Ein schwerwiegender Betrugsfall im Kryptomarkt hat das Vertrauen vieler Anleger erschüttert, nachdem zwei Investoren zusammen rund 57 Millionen Euro durch eine gefährliche Masche verloren haben. Diese Vorfälle verdeutlichen die Risiken, die beim Umgang mit digitalen Währungen bestehen, insbesondere bei unzureichender Sorgfalt.
Die Betrugsmasche: Address Poisoning verstehen
Der Betrug, der auch als „Address Poisoning“ bekannt ist, beruht auf einem simplen, aber effektiven Trick. Betrüger tätigen eine kleine Zahlung an die Wallet eines Opfers, um die Adresse in dessen Transaktionshistorie zu tarnen. Diese Adresse sieht der echten sehr ähnlich, wobei oft nur die mittleren Zeichen variieren. Wenn das Opfer in Zukunft versucht, Krypto zu senden und versehentlich diese gefälschte Adresse kopiert, wird das Geld direkt an den Betrüger geschickt. Krypto-Transaktionen sind meist endgültig und nicht rückgängig zu machen, was bedeutet, dass in vielen Fällen das Geld für die Opfer verloren ist.
Die Dimension des Verlusts
In zwei separaten Vorfällen verloren die Investoren erhebliche Summen: Ein Anleger verlor im Januar 12,2 Millionen Dollar, während ein anderer im Dezember 50 Millionen Dollar durch denselben Betrug getäuscht wurde. Zusammen ergibt das über 62 Millionen Dollar, also etwa 57 Millionen Euro. Die Sicherheitsgruppe Scam Sniffer machte diese Fälle öffentlich und verfolgte die drastische Zunahme solcher Betrugsfälle und deren Auswirkungen auf das Vertrauen in Kryptowährungen.
Warum ist das wichtig?
Diese Vorfälle werfen ein Schlaglicht auf das wachsende Problem von Betrügereien im Kryptowährungsmarkt, welches in Zeiten steigender Handelsaktivitäten besonders ausgeprägt ist. Der Krypto-Markt zieht viele Investoren an, die schnell handeln möchten, oft ohne ausreichend zu prüfen. Sicherheitsunternehmen berichten von einem Anstieg der Betrugsfälle, bei denen insgesamt Millionen von Euro verloren gingen. Dies könnte langfristig das Vertrauen in digitale Währungen untergraben und potenziell den gesamten Markt destabilisieren.

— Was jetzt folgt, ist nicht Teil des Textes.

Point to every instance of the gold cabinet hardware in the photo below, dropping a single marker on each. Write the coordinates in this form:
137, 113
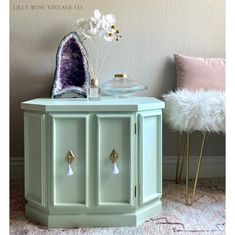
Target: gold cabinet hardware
70, 157
114, 156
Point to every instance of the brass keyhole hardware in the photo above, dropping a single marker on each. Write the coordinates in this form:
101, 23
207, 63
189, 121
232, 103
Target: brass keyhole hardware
70, 157
114, 156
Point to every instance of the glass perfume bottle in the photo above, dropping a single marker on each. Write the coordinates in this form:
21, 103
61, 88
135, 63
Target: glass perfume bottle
94, 90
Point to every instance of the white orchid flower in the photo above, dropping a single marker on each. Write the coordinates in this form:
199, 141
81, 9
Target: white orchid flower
82, 23
101, 25
97, 17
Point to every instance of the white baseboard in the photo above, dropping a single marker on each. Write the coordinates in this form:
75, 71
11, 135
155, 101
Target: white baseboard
212, 167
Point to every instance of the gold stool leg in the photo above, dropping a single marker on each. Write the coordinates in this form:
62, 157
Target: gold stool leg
183, 160
177, 179
189, 201
179, 168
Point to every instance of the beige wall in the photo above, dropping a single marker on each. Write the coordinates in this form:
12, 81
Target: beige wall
152, 31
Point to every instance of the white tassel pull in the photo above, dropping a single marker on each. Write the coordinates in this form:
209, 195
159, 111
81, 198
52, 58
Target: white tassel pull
115, 170
70, 171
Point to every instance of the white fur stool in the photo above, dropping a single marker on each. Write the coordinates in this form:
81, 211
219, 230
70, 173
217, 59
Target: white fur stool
188, 111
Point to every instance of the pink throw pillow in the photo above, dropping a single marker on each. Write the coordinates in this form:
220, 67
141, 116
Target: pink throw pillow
195, 73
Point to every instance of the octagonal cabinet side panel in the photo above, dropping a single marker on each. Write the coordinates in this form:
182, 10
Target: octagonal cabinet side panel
150, 156
35, 152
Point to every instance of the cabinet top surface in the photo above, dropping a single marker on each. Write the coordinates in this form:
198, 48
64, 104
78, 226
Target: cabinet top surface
105, 104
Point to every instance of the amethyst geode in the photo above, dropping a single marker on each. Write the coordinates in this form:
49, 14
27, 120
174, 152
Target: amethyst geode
71, 75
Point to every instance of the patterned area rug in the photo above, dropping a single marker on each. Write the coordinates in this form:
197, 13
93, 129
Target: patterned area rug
205, 216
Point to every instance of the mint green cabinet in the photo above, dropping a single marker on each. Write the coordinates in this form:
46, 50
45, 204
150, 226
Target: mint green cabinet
90, 131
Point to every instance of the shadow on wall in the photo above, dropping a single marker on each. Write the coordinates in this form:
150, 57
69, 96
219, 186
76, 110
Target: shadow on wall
40, 88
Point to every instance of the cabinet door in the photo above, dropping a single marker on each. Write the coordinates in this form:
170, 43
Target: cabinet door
115, 132
70, 133
150, 156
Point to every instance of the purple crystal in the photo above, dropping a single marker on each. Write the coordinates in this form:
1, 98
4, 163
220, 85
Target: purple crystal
72, 74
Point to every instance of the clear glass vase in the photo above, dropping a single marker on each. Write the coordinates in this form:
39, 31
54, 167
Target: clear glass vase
121, 86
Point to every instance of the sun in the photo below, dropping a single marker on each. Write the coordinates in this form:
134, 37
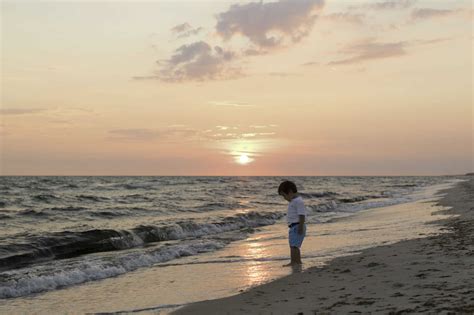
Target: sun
244, 159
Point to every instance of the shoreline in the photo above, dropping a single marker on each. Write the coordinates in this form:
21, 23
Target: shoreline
431, 274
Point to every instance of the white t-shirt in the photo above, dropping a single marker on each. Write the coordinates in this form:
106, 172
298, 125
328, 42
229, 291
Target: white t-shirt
295, 208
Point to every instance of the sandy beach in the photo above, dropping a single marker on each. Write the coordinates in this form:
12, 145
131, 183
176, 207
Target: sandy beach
433, 275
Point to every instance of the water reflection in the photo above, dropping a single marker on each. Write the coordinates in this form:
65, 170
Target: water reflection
256, 271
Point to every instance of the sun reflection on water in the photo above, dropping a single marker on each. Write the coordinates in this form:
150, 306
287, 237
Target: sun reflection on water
257, 271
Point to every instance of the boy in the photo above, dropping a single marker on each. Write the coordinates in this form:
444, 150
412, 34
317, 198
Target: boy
296, 220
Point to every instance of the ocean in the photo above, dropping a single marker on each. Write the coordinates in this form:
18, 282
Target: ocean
63, 231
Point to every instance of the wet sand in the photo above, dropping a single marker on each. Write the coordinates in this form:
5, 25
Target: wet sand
433, 274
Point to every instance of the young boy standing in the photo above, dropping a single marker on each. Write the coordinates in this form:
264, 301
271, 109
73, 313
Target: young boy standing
295, 218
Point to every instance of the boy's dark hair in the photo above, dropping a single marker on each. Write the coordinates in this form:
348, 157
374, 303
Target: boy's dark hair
286, 186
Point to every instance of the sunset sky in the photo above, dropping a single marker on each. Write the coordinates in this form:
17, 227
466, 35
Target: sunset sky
299, 87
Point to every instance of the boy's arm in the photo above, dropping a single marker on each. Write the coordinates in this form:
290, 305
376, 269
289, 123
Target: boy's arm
301, 223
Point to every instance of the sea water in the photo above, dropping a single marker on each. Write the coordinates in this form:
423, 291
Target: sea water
66, 236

Günstige Transaktionen fördern Betrugsversuche
Ein weiterer Faktor, der zu diesen Betrugsfällen beiträgt, sind die günstigen Transaktionskosten im Ethereum-Netzwerk. Nach einem Update im Dezember 2025 wurden kleine Zahlungen, auch als „Dust“ bezeichnet, zunehmend verwendet, wodurch Betrüger günstig eine große Anzahl von kleinen Transaktionen durchführen können. Berichten zufolge machen solche kleinen Zahlungen mittlerweile etwa elf Prozent aller Ethereum-Transaktionen aus, was die Risiken für Anleger weiter erhöht.
Prävention: So schützt du dich
Es ist von entscheidender Bedeutung, dass Nutzer vor dem Versenden von Krypto-Transaktionen sorgfältig die Adressen überprüfen. Anleger sollten insbesondere auf die ersten und letzten Zeichen achten, um sicherzustellen, dass sie die richtige Adresse kopieren. Ein gewisses Maß an Vorsicht kann helfen, in dieser dynamischen und manchmal gefährlichen Umgebung Verluste zu vermeiden.